The system doesn't know. In fact, it is impossible for the system to know, so it simply walks down the chain of exception handlers until it finds one that tells the system "exception handled". This means that whenever you see those 3 assembly instructions, there is always an exception handler and I believe that it should always be possible to reverse the exception handler into an equivalent C++ try/catch block.

But as you have observed, not all exception handlers need to be explicitly defined. Your C++ compiler will insert them into your program where necessary for the purpose of object cleanup, because exception handling can cause memory leaks:

void i_leak_memory() {
    void* memory = malloc(512);
    throw std::exception();

    // this line of code will never be executed
    free(memory);
}

void i_handle_exceptions() {
    try {
        i_leak_memory();
    }
    catch(std::exception e) {
        // exception handled
    }
}

In the above code, you will find that memory is never freed due to the interruption caused by the exception. At the exact moment the exception occurs, execution is immediately transferred to the catch in i_handle_exceptions() and after handling the exception, execution continues in i_handle_exceptions(). i_leak_memory() never gets an opportunity to release resources after the exception occurred, and so we end up with a memory leak.

Fortunately, there is a simple solution to this apparent memory leak. Simply replace i_leak_memory() with i_do_not_leak_memory():

void i_do_not_leak_memory() {
    void* memory = 0;

    try {
        memory = malloc(512);
        throw std:exception();
        free(memory);
    }
    catch(std:exception e) {
        free(memory);
        throw;
    }
}

By simply adding a try/catch block to the function, we can give it one last chance at releasing resources in the event of an exception. The catch block does not necessarily need to handle the exception, but it allows us to include special logic that would prevent memory leaks.

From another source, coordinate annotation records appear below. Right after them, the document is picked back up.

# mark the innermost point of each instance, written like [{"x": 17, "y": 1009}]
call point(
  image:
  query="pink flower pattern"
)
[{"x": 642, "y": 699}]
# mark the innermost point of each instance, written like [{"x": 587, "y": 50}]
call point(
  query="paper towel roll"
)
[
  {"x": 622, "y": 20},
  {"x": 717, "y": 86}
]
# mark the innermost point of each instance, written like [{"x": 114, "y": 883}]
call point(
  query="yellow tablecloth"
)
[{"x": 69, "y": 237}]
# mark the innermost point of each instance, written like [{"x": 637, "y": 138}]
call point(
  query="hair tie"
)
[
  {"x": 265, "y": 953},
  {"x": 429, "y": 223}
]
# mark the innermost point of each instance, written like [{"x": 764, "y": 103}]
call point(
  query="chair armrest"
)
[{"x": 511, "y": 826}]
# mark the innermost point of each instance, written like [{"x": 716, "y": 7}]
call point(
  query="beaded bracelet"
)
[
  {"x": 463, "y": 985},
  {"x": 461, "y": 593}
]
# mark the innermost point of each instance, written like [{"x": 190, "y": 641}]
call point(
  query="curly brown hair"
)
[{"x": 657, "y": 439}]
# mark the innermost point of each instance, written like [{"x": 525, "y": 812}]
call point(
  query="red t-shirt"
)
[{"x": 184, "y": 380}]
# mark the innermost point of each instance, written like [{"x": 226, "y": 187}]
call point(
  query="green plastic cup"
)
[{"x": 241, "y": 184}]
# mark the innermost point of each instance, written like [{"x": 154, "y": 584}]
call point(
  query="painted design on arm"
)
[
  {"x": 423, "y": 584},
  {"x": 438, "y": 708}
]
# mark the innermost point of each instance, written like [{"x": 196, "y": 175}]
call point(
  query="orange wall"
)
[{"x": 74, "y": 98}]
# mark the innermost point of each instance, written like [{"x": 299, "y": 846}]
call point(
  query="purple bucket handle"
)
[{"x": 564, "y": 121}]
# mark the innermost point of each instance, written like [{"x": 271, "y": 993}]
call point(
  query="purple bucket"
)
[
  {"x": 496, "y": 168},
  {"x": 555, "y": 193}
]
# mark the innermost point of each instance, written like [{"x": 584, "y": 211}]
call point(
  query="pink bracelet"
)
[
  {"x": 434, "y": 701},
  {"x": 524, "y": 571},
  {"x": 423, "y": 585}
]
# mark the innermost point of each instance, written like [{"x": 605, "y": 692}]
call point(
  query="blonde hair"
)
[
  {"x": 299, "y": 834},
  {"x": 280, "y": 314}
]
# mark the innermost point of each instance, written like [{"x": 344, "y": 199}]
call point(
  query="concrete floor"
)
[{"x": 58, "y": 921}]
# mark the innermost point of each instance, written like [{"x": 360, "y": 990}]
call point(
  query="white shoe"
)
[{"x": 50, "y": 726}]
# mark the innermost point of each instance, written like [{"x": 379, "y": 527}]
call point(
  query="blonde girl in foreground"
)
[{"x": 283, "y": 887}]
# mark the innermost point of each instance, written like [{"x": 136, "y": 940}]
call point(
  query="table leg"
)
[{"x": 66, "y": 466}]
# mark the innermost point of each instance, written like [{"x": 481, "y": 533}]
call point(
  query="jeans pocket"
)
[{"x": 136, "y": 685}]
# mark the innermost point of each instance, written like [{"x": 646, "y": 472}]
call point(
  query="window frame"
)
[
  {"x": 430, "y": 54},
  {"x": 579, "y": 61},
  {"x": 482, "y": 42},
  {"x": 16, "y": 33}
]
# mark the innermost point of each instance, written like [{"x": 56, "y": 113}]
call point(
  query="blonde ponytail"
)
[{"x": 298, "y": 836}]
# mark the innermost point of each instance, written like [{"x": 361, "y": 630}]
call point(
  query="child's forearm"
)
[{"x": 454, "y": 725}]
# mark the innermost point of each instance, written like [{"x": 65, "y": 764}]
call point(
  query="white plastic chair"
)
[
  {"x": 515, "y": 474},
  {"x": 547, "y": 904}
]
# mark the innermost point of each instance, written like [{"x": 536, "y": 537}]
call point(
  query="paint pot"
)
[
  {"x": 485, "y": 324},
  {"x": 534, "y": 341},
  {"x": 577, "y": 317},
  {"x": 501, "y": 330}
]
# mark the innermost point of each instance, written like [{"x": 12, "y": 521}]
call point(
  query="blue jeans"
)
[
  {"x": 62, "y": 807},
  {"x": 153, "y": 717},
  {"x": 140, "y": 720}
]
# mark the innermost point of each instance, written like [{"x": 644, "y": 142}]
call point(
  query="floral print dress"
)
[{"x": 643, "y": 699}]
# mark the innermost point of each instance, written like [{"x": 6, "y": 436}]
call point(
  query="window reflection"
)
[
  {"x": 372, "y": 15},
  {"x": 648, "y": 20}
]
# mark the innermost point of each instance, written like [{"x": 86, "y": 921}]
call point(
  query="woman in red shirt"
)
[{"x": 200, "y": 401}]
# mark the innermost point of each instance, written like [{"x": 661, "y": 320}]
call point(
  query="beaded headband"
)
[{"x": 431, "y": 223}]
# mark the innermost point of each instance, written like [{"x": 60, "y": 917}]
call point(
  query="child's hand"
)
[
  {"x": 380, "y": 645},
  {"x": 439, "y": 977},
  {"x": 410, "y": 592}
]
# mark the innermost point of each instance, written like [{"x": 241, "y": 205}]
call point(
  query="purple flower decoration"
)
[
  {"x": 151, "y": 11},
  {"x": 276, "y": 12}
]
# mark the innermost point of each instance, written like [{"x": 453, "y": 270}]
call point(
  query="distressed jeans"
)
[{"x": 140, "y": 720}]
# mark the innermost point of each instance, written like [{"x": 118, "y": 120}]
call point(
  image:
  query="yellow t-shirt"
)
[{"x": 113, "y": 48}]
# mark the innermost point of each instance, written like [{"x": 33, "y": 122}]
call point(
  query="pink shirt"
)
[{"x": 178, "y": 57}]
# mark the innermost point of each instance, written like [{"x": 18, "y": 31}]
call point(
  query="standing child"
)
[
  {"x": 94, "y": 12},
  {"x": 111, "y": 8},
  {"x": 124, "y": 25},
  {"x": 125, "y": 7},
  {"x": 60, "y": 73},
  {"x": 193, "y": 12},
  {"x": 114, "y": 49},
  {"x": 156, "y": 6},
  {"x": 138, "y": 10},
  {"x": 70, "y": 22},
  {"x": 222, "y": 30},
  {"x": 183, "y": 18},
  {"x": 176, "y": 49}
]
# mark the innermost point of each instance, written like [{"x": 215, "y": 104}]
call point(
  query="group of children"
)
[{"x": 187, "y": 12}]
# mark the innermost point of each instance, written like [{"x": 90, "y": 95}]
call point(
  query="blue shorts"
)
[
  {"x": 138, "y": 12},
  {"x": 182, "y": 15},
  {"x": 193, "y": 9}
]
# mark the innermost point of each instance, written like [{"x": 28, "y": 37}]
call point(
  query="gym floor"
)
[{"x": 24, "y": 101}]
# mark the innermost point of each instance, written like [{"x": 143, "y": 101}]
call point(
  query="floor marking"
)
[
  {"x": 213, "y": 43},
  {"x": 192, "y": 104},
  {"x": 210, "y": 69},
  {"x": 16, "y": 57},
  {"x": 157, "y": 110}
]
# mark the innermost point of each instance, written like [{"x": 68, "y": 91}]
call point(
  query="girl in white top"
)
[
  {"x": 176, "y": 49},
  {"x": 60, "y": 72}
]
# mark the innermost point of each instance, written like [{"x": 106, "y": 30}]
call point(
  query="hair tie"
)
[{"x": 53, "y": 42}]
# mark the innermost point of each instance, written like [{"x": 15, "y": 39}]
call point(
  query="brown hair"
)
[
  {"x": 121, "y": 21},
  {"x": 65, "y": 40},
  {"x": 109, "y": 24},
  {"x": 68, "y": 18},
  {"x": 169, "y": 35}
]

With the RAII design of C++, the task of object cleanup is the responsibility of the C++ compiler. When using throw(), the C++ compiler needs to inject special logic into the code (possibly in multiple functions) to prevent memory leaks from occurring. So in your observations, what really happened is that your C++ compiler replaced i_leak_memory() with i_do_not_leak_memory() because if it didn't, the program would be leaking C++ objects whenever an exception occurred.